Зря! Невольно морщась от острой боли в боку, Амани стащил с себя пыльную рубаху, и вздрогнул всем телом от неожиданности, когда князь вначале мягко отвел его волосы со спины вперед, аккуратно уложив через менее пострадавшее плечо. Амир не торопился, откровенно любуясь безупречной линией гибкой шеи и плавными очертаниями гладких мышц — хотя в 18-ть лет человеческое тело еще меняется, и меняется достаточно быстро, но Аман был уже в том возрасте, когда юноша гораздо ближе к мужчине, чем к мальчику, и пусть он никогда не походил на хилое изнеженное создание, но все же новые его занятия исподволь внесли свои неуловимые изменения, сделав линии тела более завершенными. Это был сильный, красивый молодой хищник, и Амир от души понадеялся, что спустя еще совсем немного времени и усилий он навсегда позабудет о золотой клетке, переступив ее окончательно.

Непривычно, а потому неприятно нервничающий из-за заминки юноша слегка повернул голову, отчего стрелы долгих ресниц полоснули бритвенным лезвием:

— Что-то серьезное?… — опять лишаться танца, уроков с князем и Хишадом, и… к тому же, этого чертового выплодка от иблисового семени, названного почему-то конем?!

— Нет, — теперь в тоне мужчины явственно скользнула улыбка, а голос разбавился низкими мурлычущими нотками. — Но пятен на тебе на целого леопарда.

Юноша тихо фыркнул, и опустил голову, опрометчиво позволяя господину и дальше творить с ним, что заблагорассудится.

Амиру понадобилось всего несколько скупых и точных движений, чтобы удостовериться, что Амани умудрился не сломать себе даже ребер, и сполна воспользовался невысказанным разрешением.
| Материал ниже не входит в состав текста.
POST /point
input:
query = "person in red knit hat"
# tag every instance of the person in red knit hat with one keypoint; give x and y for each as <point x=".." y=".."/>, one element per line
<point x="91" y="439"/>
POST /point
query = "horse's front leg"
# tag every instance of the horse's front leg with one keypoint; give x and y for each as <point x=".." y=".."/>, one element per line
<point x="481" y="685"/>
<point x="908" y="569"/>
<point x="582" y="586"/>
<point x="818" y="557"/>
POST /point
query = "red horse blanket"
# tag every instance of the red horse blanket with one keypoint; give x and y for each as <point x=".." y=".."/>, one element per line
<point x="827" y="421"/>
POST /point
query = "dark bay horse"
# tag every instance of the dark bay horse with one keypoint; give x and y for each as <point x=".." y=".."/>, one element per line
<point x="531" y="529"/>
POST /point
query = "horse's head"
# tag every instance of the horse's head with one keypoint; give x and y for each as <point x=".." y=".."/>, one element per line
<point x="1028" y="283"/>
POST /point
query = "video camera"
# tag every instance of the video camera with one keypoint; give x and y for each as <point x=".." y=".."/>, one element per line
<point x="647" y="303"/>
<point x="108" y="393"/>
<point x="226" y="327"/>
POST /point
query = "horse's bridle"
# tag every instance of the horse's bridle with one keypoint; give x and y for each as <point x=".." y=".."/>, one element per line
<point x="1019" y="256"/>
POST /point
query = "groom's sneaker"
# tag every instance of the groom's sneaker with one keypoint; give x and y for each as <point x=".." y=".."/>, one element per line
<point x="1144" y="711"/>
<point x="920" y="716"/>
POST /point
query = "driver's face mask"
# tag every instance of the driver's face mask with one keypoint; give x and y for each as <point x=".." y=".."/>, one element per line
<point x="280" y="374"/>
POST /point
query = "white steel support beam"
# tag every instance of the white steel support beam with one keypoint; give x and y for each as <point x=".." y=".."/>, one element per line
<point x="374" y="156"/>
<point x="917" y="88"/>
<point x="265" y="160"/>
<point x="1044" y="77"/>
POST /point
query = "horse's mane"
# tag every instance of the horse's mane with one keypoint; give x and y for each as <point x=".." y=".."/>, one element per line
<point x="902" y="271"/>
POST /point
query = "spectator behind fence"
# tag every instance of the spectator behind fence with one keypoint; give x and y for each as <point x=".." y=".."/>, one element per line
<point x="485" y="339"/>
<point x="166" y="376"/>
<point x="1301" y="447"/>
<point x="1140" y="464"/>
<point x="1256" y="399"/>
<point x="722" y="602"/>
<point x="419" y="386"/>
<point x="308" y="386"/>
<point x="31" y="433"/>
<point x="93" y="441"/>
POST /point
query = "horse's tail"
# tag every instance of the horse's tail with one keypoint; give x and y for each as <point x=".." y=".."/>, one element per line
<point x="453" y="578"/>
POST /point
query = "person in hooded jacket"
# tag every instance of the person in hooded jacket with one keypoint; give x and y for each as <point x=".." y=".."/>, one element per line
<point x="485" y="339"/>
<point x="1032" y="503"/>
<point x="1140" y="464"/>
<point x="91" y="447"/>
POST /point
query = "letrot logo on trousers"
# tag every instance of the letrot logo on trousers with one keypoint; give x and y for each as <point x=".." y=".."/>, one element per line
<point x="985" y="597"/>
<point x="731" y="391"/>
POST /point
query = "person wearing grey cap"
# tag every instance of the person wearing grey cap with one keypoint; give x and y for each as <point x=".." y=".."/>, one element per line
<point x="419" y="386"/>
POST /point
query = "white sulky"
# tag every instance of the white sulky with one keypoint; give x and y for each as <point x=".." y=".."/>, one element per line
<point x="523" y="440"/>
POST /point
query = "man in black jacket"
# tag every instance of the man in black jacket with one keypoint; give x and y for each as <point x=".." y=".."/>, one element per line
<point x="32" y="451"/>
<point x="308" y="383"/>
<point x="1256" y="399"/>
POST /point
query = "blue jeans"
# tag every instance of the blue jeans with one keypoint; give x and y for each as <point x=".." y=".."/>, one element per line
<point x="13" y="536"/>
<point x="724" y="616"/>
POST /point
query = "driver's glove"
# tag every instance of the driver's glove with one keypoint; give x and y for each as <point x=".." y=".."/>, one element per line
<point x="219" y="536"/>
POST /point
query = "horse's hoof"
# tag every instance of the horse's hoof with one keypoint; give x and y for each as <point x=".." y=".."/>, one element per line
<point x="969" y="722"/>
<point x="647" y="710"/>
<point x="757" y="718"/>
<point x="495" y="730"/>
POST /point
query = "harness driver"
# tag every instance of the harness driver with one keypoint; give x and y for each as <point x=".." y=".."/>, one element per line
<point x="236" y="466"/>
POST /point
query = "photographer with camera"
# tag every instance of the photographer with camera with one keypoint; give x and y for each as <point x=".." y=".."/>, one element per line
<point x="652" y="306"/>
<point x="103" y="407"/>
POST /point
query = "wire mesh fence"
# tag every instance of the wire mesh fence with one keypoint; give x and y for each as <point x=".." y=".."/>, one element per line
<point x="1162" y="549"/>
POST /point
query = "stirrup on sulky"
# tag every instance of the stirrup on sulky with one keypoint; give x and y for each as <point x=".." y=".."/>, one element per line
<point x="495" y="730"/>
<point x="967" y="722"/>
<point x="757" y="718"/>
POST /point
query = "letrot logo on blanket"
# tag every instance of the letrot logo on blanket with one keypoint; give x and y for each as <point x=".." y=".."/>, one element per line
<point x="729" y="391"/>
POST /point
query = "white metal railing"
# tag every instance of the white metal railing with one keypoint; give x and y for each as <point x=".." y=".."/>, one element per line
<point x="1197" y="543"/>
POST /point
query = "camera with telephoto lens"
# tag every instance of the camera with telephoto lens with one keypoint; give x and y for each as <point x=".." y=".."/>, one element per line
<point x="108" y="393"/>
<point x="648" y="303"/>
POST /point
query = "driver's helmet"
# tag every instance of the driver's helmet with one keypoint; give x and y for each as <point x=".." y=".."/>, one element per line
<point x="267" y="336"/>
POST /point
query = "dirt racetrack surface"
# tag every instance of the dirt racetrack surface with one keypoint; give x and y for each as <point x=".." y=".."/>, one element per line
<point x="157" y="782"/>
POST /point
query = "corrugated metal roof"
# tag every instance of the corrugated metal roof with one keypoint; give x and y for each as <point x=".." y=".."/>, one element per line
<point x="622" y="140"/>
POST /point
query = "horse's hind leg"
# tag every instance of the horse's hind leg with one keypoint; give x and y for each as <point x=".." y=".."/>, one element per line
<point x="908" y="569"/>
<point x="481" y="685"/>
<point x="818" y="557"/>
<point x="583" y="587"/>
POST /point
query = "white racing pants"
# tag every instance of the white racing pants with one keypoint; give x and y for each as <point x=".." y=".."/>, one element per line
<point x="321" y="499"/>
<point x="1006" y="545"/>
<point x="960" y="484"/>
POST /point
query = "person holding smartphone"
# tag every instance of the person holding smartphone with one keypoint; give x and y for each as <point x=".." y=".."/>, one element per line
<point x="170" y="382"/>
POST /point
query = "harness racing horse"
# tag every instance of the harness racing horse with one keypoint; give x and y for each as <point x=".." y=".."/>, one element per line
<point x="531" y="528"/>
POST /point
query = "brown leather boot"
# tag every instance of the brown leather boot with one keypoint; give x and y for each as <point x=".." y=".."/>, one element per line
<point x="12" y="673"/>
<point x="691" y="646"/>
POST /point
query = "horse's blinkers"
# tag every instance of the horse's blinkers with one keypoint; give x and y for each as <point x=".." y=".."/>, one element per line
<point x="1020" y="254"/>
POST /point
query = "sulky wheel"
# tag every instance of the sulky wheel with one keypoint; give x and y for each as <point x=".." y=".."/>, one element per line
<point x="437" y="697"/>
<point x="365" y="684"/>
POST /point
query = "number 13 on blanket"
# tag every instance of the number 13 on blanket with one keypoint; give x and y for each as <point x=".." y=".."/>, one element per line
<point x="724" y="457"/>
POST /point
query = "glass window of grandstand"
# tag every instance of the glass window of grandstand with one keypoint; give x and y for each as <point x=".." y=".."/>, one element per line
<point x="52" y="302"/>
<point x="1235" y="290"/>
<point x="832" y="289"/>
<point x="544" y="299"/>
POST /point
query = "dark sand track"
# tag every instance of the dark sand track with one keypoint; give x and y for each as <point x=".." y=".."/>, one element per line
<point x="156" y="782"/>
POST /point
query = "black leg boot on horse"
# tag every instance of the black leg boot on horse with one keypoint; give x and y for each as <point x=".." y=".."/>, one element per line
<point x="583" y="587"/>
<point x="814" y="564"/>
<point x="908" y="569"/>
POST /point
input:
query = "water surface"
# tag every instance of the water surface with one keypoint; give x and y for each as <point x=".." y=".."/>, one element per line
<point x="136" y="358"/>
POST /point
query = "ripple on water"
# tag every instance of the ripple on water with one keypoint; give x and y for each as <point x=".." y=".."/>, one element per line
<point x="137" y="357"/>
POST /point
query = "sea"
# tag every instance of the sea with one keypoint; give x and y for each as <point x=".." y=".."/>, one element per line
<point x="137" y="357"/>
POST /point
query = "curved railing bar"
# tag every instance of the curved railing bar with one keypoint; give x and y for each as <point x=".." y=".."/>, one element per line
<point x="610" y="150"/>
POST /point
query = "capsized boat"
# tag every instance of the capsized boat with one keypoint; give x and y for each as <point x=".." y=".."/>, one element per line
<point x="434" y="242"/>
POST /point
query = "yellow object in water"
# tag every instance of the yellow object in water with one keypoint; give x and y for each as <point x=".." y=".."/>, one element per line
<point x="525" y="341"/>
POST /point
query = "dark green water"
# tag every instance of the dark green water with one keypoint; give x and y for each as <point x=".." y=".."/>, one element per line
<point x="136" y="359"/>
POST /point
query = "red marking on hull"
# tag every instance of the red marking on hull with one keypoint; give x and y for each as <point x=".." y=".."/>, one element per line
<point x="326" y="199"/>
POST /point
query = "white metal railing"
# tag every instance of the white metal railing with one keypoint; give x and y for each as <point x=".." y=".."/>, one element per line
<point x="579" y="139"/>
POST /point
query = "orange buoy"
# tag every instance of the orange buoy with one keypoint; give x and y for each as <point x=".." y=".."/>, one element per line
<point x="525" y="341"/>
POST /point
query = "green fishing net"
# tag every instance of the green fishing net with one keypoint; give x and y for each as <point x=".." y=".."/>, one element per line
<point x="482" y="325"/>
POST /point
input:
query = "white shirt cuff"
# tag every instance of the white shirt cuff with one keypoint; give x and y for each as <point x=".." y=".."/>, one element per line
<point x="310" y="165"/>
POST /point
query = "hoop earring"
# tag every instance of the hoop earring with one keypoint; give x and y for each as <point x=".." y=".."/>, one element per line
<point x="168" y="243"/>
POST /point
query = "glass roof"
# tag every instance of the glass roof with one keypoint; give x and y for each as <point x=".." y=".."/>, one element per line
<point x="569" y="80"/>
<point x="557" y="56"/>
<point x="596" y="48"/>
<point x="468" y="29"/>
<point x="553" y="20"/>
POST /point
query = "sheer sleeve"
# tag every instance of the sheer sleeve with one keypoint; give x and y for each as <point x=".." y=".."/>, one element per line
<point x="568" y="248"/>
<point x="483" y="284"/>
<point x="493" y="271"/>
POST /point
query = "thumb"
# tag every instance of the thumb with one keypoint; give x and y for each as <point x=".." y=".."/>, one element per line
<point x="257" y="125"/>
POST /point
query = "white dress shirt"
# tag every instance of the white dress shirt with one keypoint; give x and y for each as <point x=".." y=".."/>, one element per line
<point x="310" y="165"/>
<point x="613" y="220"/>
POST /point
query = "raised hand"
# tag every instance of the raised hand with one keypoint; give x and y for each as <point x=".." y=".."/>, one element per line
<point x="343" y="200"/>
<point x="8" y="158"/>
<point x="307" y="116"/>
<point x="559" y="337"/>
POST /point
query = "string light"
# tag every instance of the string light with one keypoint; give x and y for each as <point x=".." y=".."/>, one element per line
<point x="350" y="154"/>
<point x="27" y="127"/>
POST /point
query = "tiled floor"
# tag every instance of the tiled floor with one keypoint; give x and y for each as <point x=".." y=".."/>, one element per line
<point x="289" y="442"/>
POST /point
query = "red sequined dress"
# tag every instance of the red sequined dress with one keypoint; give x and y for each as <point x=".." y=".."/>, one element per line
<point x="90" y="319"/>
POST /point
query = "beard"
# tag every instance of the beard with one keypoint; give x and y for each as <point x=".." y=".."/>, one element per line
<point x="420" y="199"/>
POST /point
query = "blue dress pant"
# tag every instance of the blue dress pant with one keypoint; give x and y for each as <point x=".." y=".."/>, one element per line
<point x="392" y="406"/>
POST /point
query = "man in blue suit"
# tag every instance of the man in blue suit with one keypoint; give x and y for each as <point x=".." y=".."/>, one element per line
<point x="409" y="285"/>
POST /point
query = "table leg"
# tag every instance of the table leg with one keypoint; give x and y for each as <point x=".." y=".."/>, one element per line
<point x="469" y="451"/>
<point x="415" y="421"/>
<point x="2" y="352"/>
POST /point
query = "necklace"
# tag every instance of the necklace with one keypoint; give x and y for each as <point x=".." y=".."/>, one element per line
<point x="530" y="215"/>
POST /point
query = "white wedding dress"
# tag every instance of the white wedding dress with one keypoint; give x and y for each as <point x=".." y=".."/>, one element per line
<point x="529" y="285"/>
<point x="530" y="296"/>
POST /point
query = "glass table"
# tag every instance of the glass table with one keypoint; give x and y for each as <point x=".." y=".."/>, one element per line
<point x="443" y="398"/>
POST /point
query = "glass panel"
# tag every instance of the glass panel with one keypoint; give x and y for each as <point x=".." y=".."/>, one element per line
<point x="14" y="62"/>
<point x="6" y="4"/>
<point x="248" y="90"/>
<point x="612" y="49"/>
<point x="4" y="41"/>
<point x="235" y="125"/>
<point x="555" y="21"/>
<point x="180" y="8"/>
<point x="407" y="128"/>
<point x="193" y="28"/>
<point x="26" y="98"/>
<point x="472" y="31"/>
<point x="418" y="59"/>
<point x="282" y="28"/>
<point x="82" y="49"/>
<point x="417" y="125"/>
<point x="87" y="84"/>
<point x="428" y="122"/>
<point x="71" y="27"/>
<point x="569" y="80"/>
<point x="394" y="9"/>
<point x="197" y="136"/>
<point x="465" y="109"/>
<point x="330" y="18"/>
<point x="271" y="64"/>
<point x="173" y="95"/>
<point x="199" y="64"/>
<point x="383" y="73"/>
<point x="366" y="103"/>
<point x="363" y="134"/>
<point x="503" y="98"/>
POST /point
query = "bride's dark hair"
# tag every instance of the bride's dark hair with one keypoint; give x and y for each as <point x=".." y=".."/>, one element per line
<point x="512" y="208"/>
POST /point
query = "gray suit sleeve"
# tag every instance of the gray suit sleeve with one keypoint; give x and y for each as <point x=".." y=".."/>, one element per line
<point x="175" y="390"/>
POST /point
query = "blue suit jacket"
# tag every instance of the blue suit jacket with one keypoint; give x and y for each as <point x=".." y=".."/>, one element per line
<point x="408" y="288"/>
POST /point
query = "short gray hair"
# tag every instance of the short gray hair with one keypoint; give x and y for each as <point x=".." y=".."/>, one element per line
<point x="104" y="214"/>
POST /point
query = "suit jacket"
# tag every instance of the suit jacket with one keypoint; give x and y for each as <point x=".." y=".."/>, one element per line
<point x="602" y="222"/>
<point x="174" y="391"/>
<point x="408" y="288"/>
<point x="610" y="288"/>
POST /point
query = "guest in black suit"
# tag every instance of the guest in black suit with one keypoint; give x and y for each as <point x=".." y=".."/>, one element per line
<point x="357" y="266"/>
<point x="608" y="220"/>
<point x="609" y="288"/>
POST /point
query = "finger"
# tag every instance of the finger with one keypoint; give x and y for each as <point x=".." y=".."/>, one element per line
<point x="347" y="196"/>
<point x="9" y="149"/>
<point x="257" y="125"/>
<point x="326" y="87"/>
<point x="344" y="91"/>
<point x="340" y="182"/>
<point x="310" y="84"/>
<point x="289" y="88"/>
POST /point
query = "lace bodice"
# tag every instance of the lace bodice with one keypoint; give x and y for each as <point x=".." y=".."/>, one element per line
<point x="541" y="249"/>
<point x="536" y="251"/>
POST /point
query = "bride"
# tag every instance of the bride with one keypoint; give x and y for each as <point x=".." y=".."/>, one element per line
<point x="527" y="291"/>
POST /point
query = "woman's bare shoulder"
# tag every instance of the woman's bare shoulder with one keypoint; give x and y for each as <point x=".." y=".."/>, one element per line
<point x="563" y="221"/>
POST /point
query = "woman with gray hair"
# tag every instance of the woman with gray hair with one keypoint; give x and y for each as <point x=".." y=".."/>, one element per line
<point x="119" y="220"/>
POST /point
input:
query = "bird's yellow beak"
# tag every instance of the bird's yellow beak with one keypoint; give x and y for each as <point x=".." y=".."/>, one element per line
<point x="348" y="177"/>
Прикосновение прохладной влажной ткани обожгло нагретую солнцем кожу и сорвало дыхание… Юноша плавно повел плечами, опять поморщившись от боли в боку и, кажется из-за перемены позы еще решило заявить о себе бедро и колено. Его вновь поддержали. Следующее, скользящее вдоль позвоночника касание — заставило выгнуться дугой и охнуть… Притом, что мужчина в самом деле всего лишь осторожно стирал с него пыль и песок, затем более внимательно перейдя к ссадине вдоль локтя и тем, то на боку.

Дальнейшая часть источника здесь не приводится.